Real world examples are provided to help understand the capabilities of cyber adversaries and the impact of their activities.
The course is valuable to scientists, engineers and operators who are entering the field or as a review for employees who want a comprehensive overview. A complete set of notes and references will be provided to all attendees.
What you will learn:
- Objectives and concepts of cybersecurity
- Techniques and tactics of cyber attackers
- Foundational elements needed to secure a system
- Tradeoffs between cryptographic techniques and applications
- Value and limitations of firewalls, instrusion detection and prevention systems
- Architectures to control and constrain adversary behavior
- Current capabilities for trustworthy computing and their applications
- Cloud and database security challenges
- Current standards and protocols for secure communication and authentication
- Current Threat Environment. Characteristics and motivation of cyber attackers. Recent cyber incidents discussed.
- Objectives and Concepts. Confidentiality, Integrity and Availability. Identity, Authentication, Authorization and Accountability. Identify, Protect, Detect, Respond, Recover. Design principles.
- Cryptographic Tools. Cryptographic algorithms and applications. Symmetric encryption, asymmetric encryption, and hash functions.
- Identification and Authentication. Validation of the identity of an entity. Multi-factor authentication. Biometric measures.
- Access Control. Control of access to computing resources and data. Access control models including DAC, MAC, RBAC, and ABAC.
- Malicious Behavior. Malious software behavior and characteristics. Injection attacks. Denial of service attacks. Phishing attacks. Attack stages and activities.
- Monitoring and Detection. Network and host activity monitoring. Anomaly and signature detection models.. Integrity measurement. Sandboxing and execution monitoring. Auditing.
- Flow and Activity Control. Firewalls and intrusion prevention systems. Software execution control. Architectures to control and constrain.
- OS and Software Security. Software security design principles. Common software flaws. OS security challenges and capabilities.
- Trustworthy Computing. Motivation and security models for high assurance computing. Methodologies to assess level of assurance. Capabilities available in computing systems today.
- Cloud and Database Security. Cloud and database security challenges including access control, management, and data inference.
- Wireless Security. Capabilities of current standard, WPA2 and planned standard, WPA3. WiFi control and management vunerabilties.
REGISTRATION: There is no obligation or payment required to enter the Registration for an actively scheduled course.
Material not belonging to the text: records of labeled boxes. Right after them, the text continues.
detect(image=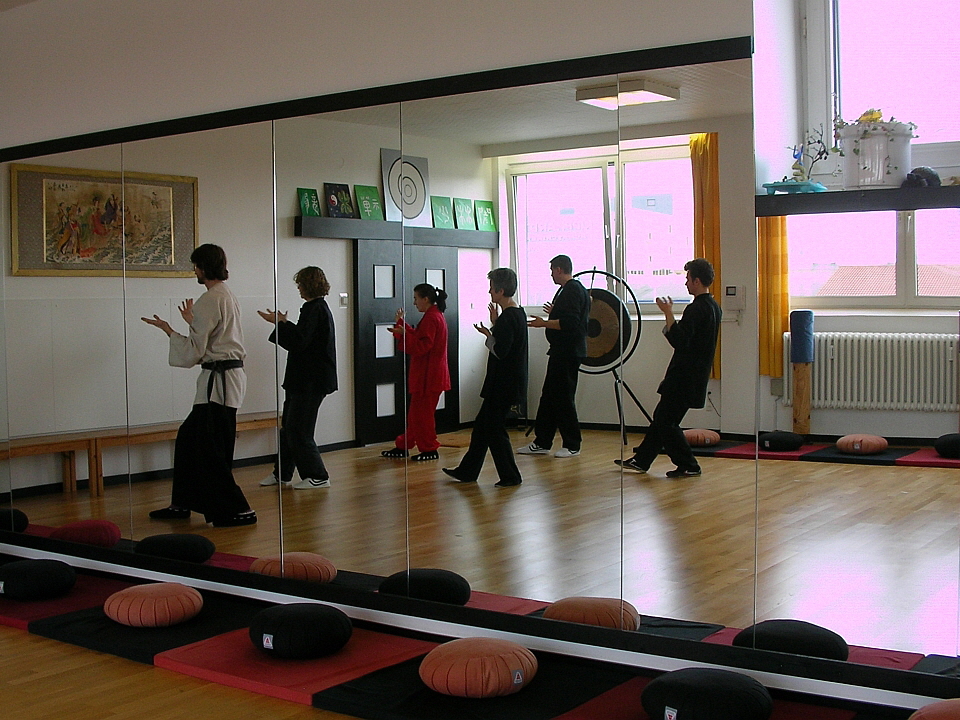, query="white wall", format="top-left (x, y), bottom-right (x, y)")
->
top-left (0, 0), bottom-right (753, 147)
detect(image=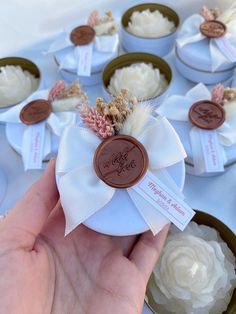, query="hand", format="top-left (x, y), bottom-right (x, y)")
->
top-left (0, 161), bottom-right (169, 314)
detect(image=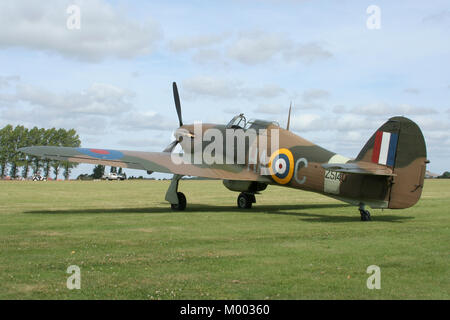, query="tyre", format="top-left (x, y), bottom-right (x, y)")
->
top-left (237, 192), bottom-right (255, 209)
top-left (170, 192), bottom-right (187, 211)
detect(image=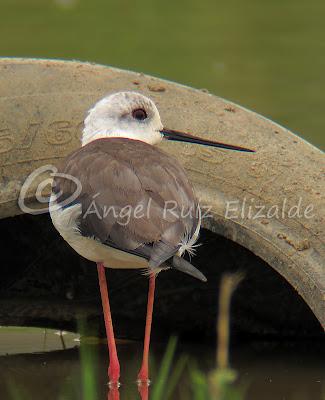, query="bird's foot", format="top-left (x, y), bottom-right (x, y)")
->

We understand that you may need approvals but please register as early as possible or contact us so we know of your interest in this course offering.
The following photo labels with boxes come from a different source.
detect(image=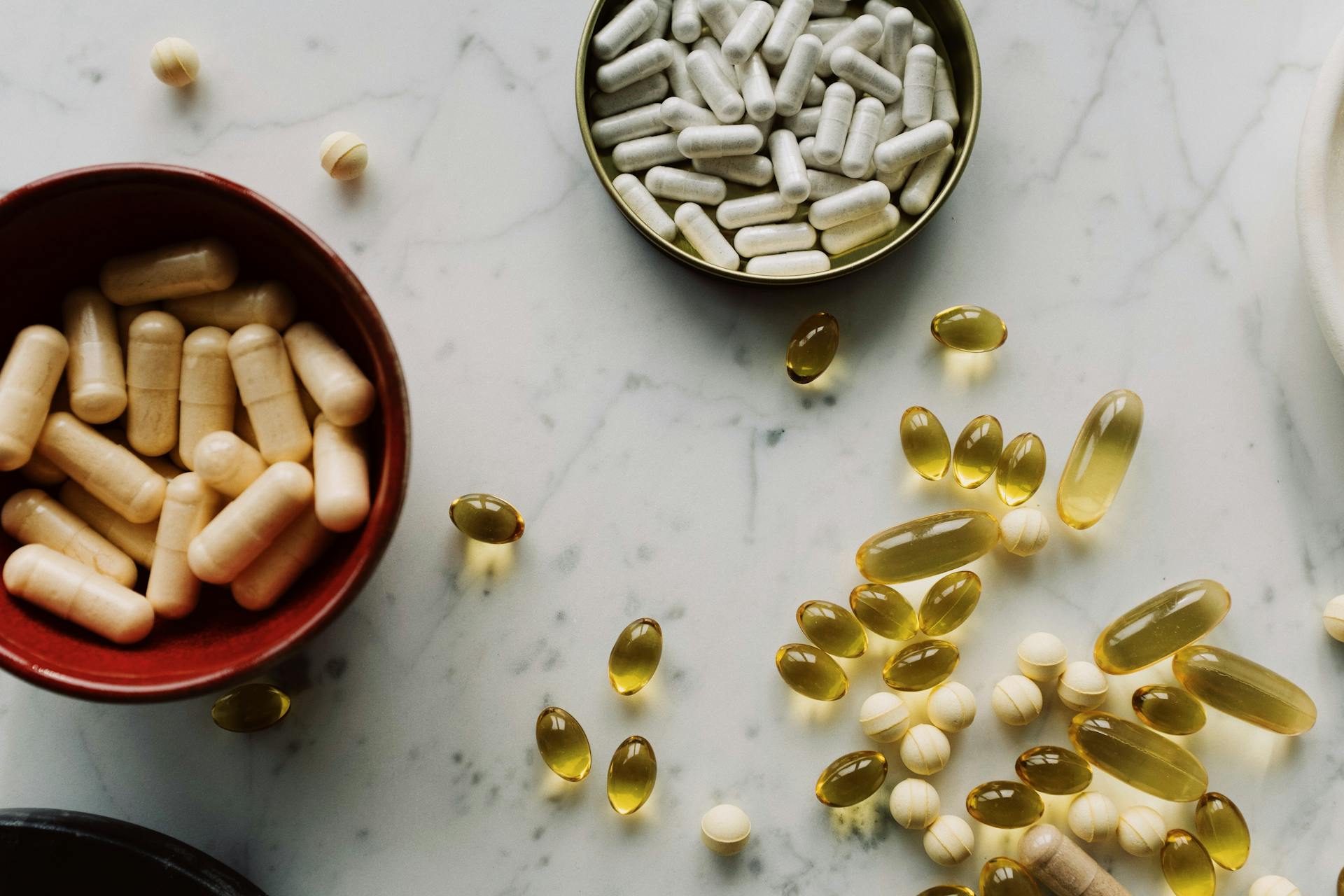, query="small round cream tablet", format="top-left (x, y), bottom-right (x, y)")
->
top-left (1017, 631), bottom-right (1068, 681)
top-left (321, 130), bottom-right (368, 180)
top-left (700, 804), bottom-right (751, 855)
top-left (859, 690), bottom-right (910, 744)
top-left (927, 681), bottom-right (976, 731)
top-left (149, 38), bottom-right (200, 88)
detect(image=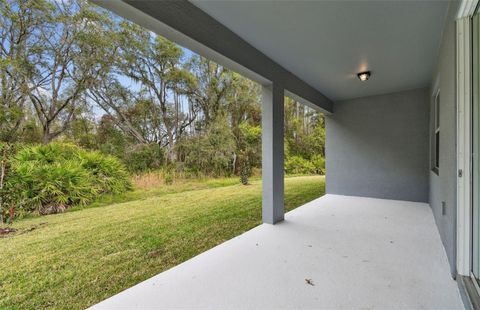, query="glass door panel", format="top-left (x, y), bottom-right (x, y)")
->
top-left (472, 6), bottom-right (480, 283)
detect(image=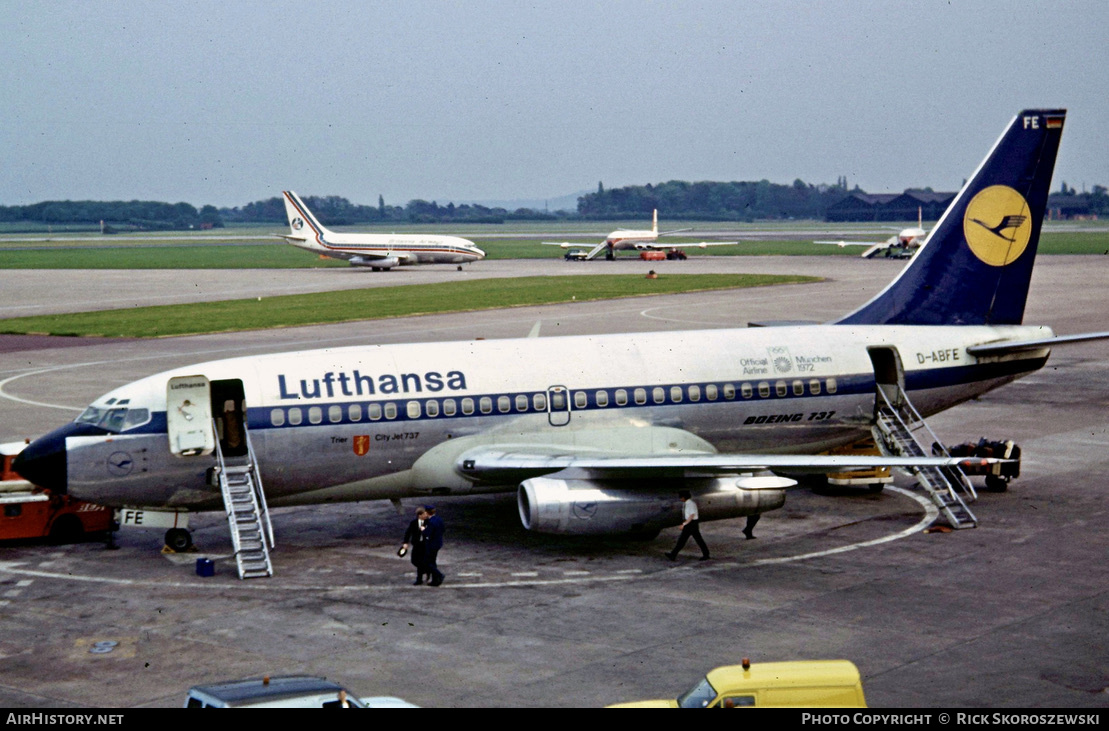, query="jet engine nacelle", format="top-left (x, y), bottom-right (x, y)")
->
top-left (347, 256), bottom-right (400, 270)
top-left (517, 473), bottom-right (797, 536)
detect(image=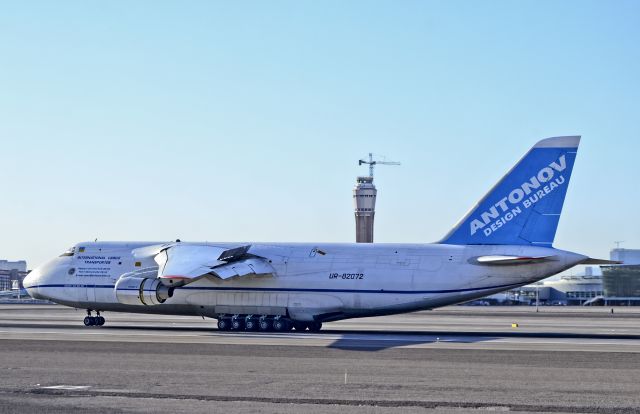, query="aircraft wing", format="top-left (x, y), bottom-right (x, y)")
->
top-left (154, 244), bottom-right (275, 285)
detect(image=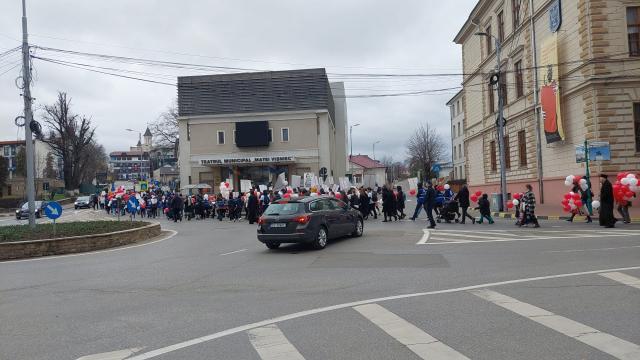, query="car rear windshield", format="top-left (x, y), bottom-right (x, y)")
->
top-left (264, 203), bottom-right (304, 216)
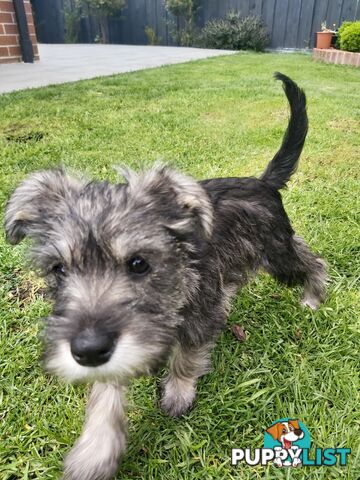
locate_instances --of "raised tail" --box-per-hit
[260,72,308,190]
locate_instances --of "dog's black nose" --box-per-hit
[71,329,115,367]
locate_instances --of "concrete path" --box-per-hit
[0,44,235,93]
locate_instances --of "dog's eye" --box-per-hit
[127,256,150,275]
[52,263,66,277]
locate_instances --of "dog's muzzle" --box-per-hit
[71,329,116,367]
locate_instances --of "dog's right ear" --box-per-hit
[5,169,81,244]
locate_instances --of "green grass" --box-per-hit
[0,50,360,480]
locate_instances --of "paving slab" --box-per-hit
[0,44,236,93]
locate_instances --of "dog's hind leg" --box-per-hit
[161,344,212,417]
[64,382,126,480]
[265,235,326,310]
[293,236,326,310]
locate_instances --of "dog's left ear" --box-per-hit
[266,422,281,440]
[122,165,213,240]
[289,419,300,430]
[5,169,80,244]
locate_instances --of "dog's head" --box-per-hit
[266,419,304,449]
[5,167,213,381]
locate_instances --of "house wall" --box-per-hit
[0,0,39,63]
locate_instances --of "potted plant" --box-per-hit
[316,22,335,48]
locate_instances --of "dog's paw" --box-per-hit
[161,377,196,417]
[63,434,126,480]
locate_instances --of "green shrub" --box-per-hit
[201,12,270,51]
[338,22,360,52]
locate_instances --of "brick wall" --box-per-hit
[0,0,39,63]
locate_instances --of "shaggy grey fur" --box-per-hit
[5,74,325,480]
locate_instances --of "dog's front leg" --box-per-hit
[64,382,126,480]
[161,344,212,417]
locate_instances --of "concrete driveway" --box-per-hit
[0,44,235,93]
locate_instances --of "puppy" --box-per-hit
[266,419,304,467]
[5,73,325,480]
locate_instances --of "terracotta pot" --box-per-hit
[316,32,333,48]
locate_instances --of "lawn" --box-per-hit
[0,53,360,480]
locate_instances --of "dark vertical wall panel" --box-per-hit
[284,0,302,48]
[262,0,275,38]
[296,0,316,48]
[271,0,289,47]
[31,0,65,43]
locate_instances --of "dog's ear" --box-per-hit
[123,165,213,239]
[289,419,300,430]
[266,422,281,440]
[5,169,81,244]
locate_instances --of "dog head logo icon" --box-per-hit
[264,418,311,467]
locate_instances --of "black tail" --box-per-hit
[261,72,308,190]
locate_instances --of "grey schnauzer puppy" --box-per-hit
[5,73,325,480]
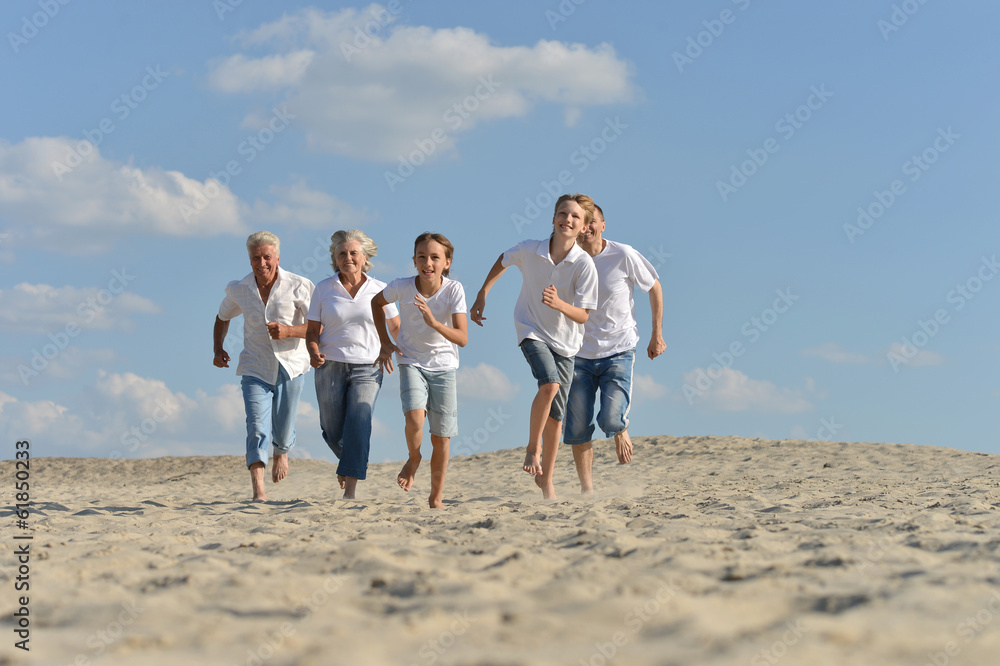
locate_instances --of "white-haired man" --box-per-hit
[212,231,315,502]
[563,205,667,494]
SCHEDULING: If this course is not on the current schedule of open enrollment courses and you are interested in attending this or another course as an open enrollment, please contact us at (410)956-8805 or firstname.lastname@example.org. Please indicate the course name, number of students who wish to participate. and a preferred time frame. ATI typically schedules open enrollment courses with a 3-5 month lead-time. To express your interest in an open enrollment course not on our current schedule, please email us at email@example.com.
Julie Tarr has over 30 years of experience developing,analyzing, testing, and deploying cybersecurity solutions for government computing environments. Ms. Tarr’s experience includes cryptographic systems, cross domain solutions, intrusion detection, security protocols, cyber deception, and security architectures. Ms. Tarr is currently the Program Manager for Cyber Defensive Systems at the Johns Hopkins University Applied Physics Lab. Before joining JHU/APL, she was the head of the Network Security Section of the Center for High Assurance Computing Systems at the Naval Research Lab. Ms. Tarr teaches cybersecurity at the graduate level for the JHU Whiting School of Engineering.